Things had gone well at the VA, and for the first time in weeks, Henry felt that his luck might be changing for the better. The first check had been issued to him for the back pay and the Wounded Warrior benefits he was supposed to have received after his injury in Afghanistan. A stupid clerical mistake had denied him his due for more than a year. But things were looking up. He’d been able to get a shower at the shelter and had gone to a good laundromat by the hospital to wash his clothes. The VA had also confirmed his spot on the waiting list for transitional housing. In group, everyone had congratulated him and smacked his shoulders. Good news went a long way these days. He might even be out of the van by the end of the month.
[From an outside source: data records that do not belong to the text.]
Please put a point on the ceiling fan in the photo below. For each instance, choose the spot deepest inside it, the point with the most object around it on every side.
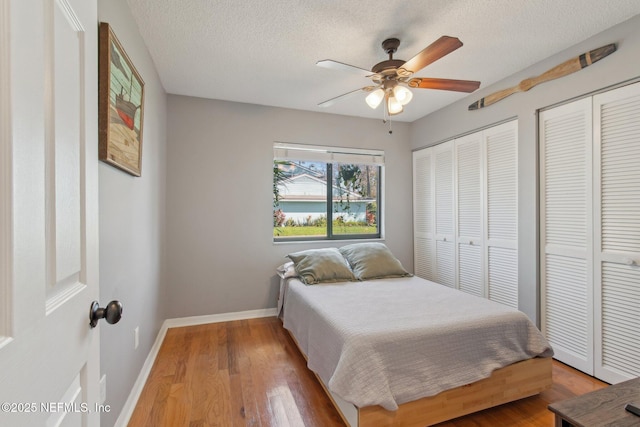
(392, 78)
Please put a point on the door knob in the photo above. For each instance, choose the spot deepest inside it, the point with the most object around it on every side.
(112, 313)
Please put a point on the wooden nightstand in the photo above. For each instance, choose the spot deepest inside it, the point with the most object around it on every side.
(603, 407)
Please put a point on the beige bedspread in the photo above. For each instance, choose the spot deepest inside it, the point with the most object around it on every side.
(390, 341)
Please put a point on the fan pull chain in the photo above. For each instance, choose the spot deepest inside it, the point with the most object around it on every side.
(386, 118)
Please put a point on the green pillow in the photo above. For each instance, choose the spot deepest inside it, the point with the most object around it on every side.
(372, 260)
(321, 265)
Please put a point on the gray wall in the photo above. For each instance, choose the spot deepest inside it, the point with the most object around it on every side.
(220, 252)
(622, 65)
(132, 222)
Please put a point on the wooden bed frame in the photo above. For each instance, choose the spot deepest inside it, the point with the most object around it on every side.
(513, 382)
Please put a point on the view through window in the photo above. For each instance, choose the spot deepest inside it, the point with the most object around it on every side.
(308, 192)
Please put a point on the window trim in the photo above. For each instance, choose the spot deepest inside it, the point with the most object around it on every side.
(330, 155)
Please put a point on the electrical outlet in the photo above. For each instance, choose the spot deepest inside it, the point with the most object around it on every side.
(103, 389)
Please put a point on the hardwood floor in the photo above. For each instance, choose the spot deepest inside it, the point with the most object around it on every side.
(250, 373)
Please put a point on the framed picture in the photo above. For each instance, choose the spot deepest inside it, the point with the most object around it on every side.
(120, 105)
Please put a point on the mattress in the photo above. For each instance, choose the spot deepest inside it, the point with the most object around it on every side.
(391, 341)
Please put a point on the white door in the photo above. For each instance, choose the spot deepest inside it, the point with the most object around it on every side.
(423, 241)
(566, 232)
(501, 213)
(49, 356)
(444, 214)
(469, 197)
(616, 120)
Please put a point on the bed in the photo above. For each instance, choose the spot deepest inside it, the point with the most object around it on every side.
(393, 349)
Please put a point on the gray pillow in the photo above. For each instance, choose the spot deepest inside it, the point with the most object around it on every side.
(321, 266)
(372, 260)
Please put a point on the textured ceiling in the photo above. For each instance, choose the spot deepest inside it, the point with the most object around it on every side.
(264, 51)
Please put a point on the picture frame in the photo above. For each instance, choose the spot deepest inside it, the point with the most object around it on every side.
(120, 105)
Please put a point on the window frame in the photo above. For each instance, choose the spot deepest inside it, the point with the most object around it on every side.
(331, 156)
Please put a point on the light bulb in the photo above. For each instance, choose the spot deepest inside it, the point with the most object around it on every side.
(402, 94)
(375, 98)
(394, 106)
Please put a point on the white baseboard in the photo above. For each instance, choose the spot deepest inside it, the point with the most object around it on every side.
(132, 400)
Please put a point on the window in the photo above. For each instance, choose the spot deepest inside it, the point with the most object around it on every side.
(312, 184)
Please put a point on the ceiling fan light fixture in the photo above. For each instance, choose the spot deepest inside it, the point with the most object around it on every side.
(375, 98)
(402, 94)
(394, 106)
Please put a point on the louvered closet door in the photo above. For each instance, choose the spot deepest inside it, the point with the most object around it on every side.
(469, 198)
(423, 239)
(502, 213)
(565, 232)
(617, 242)
(444, 215)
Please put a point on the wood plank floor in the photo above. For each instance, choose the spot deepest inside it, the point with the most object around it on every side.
(250, 373)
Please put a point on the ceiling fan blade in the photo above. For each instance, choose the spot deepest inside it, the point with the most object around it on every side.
(436, 50)
(335, 65)
(444, 84)
(330, 102)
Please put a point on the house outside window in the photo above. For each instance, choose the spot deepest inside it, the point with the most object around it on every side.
(312, 184)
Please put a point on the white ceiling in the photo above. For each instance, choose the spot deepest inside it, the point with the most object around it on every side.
(264, 51)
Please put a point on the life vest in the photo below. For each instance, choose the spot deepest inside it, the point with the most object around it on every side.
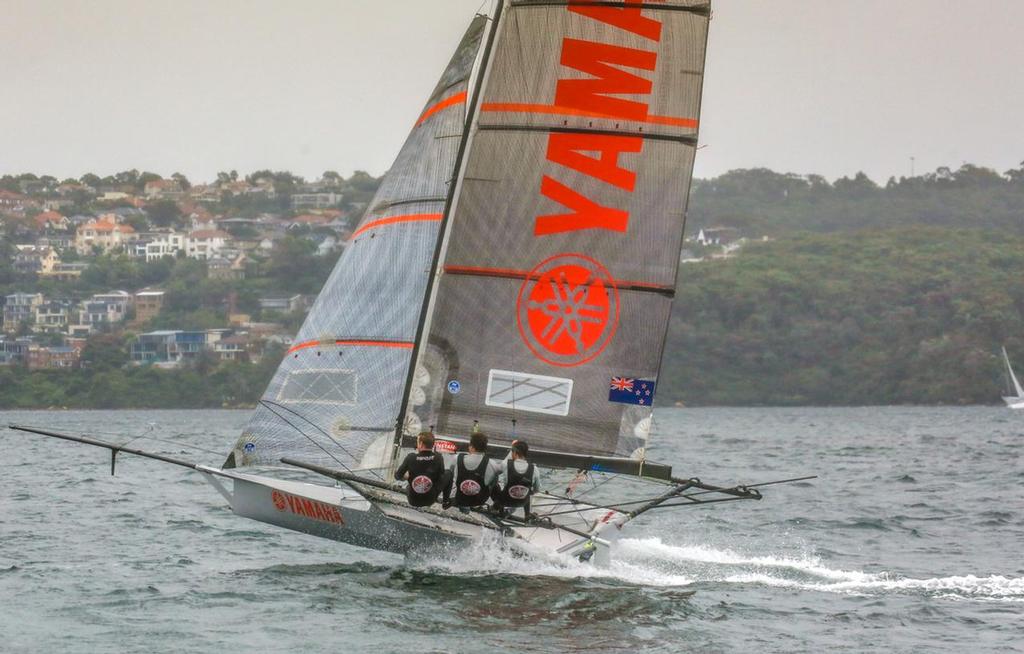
(424, 479)
(471, 489)
(518, 485)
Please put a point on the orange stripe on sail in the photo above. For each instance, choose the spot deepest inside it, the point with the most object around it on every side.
(391, 220)
(523, 107)
(404, 345)
(458, 98)
(513, 273)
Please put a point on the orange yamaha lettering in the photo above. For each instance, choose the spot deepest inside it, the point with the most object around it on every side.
(600, 59)
(628, 18)
(307, 509)
(568, 148)
(587, 214)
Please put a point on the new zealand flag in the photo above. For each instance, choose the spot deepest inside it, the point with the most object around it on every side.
(631, 391)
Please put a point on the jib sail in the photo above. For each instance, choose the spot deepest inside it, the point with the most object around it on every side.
(335, 398)
(558, 265)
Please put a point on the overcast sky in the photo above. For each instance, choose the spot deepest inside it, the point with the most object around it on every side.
(807, 86)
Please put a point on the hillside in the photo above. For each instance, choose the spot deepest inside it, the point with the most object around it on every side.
(912, 315)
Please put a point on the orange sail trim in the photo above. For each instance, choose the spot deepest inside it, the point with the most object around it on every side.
(391, 220)
(512, 273)
(404, 345)
(458, 98)
(523, 107)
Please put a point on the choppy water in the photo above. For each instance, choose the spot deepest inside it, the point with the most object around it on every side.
(911, 540)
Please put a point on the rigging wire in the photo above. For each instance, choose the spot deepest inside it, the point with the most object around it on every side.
(146, 435)
(269, 405)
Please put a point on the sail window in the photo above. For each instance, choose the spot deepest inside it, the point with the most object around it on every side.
(318, 387)
(525, 392)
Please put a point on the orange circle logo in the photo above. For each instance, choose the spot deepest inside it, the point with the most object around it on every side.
(567, 309)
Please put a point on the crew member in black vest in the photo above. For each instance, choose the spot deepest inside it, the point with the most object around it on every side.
(518, 481)
(424, 470)
(473, 474)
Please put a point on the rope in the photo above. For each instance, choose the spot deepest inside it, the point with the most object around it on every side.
(267, 404)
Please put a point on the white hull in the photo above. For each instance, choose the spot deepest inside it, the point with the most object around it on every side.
(1014, 402)
(390, 524)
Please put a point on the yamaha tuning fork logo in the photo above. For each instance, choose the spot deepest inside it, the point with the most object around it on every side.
(567, 309)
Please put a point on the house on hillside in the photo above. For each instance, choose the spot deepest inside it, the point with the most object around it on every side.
(35, 259)
(163, 189)
(101, 311)
(224, 267)
(285, 304)
(52, 357)
(309, 220)
(18, 308)
(170, 348)
(105, 233)
(56, 240)
(301, 202)
(52, 316)
(66, 271)
(14, 202)
(51, 220)
(14, 351)
(204, 244)
(165, 245)
(717, 235)
(148, 303)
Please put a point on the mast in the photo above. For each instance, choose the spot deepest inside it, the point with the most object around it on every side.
(423, 325)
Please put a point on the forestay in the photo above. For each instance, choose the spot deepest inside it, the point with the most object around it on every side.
(559, 262)
(336, 396)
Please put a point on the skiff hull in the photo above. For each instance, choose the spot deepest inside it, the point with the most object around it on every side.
(387, 523)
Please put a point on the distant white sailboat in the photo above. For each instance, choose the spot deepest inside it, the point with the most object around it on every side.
(1015, 394)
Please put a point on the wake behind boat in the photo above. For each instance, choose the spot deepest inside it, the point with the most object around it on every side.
(514, 273)
(1015, 394)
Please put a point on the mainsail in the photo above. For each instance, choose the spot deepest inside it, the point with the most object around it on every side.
(335, 398)
(1014, 390)
(558, 263)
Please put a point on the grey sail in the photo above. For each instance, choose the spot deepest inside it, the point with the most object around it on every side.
(559, 259)
(336, 397)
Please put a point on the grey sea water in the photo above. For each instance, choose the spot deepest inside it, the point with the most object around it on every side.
(910, 540)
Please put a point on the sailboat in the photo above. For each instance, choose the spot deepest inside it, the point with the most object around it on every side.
(1015, 394)
(513, 274)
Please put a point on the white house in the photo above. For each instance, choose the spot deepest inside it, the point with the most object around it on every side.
(205, 244)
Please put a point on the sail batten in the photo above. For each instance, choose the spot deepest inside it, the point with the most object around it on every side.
(558, 262)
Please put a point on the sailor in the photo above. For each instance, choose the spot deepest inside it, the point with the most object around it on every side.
(473, 474)
(425, 472)
(517, 482)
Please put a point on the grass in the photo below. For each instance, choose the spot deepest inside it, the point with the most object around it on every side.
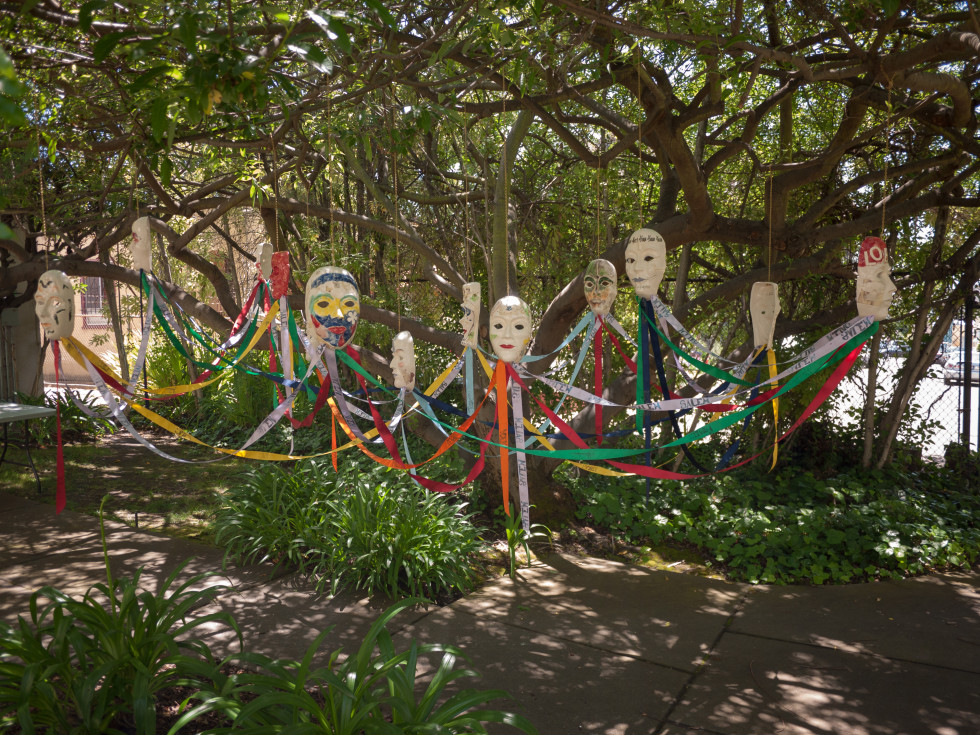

After he’d finished cleaning everything he owned—he even washed the van at the coin-operated car wash on Broadway—he put almost all of the rest of the money in his Wells Fargo account. He had more than enough to cover the deposit at Century Villages. He thought again about the sixty extra dollars he’d kept out of the check for a new phone. Before he came home from active duty, he’d never been much of a second-guesser. He followed his instincts when that seemed appropriate, made a plan when necessary, but either way, once he committed he was all in.

Not anymore, though. Now every decision, even the smallest, was an ordeal. Especially every purchase. But he reassured himself. He’d even run the idea past Dr. Winston, the VA psychiatrist, who’d reassured him.